TIL: Sympathy Vomiting Is A Real-Life Phenomenon
I've seen bouts of "sympathy vomiting" in cartoons like Family Guy and movies like Stand By Me and yeah, I don't really want to search too hard for more examples. But I have never actually seen a person's vomit inspire someone else to vomit in real life (although Allison Shoemaker has a horrifying story from her own grade school days). I mean, if I could live through my kids' toddler years of almost daily spit-up and vomit without partaking, I had my sympathy vomiting doubts.

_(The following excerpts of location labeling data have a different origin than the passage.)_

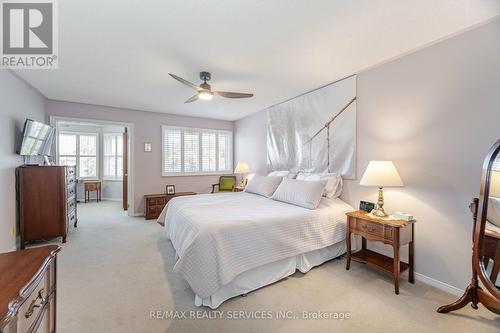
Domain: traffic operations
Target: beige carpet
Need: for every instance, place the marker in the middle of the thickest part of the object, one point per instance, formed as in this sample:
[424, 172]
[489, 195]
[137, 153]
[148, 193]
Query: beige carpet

But maybe I'm just immune. After all, Petree Elementary School in North Carolina recently saw a bout of mass vomiting that was caused "not by a nefarious disease, but rather fruit-flavored concentrate, spicy food and 'sympathetic vomiting,'" says ABC Eyewitness News 11 in Raleigh-Durham.
We're a little stymied by the undiluted "fruit-flavored concentrate," but apparently that combined with some spicy chips was enough to kick off a vomiting session that felled two dozen fifth-graders (and one adult). Here's a sentence designed to strike terror in the heart of all parents: "Health officials say the students also practiced poor hygiene by sharing the food and liquid, the latter of which they drank from their hands, lunch trays and other ill-advised conduits." Oh god. Can I get sympathy vomiting just from reading something on the internet? And my kids wonder why I remind them to wash their hands on a near-constant basis.
Since the vomiting outbreak was not caused by sickness, presumably everyone has returned to the school and, lord willing, learned something from this experience. (Lesson one: Never drink anything off of a cafeteria food tray.) ABC News 11 helpfully notes: "The entire school was cleaned before reopening Thursday."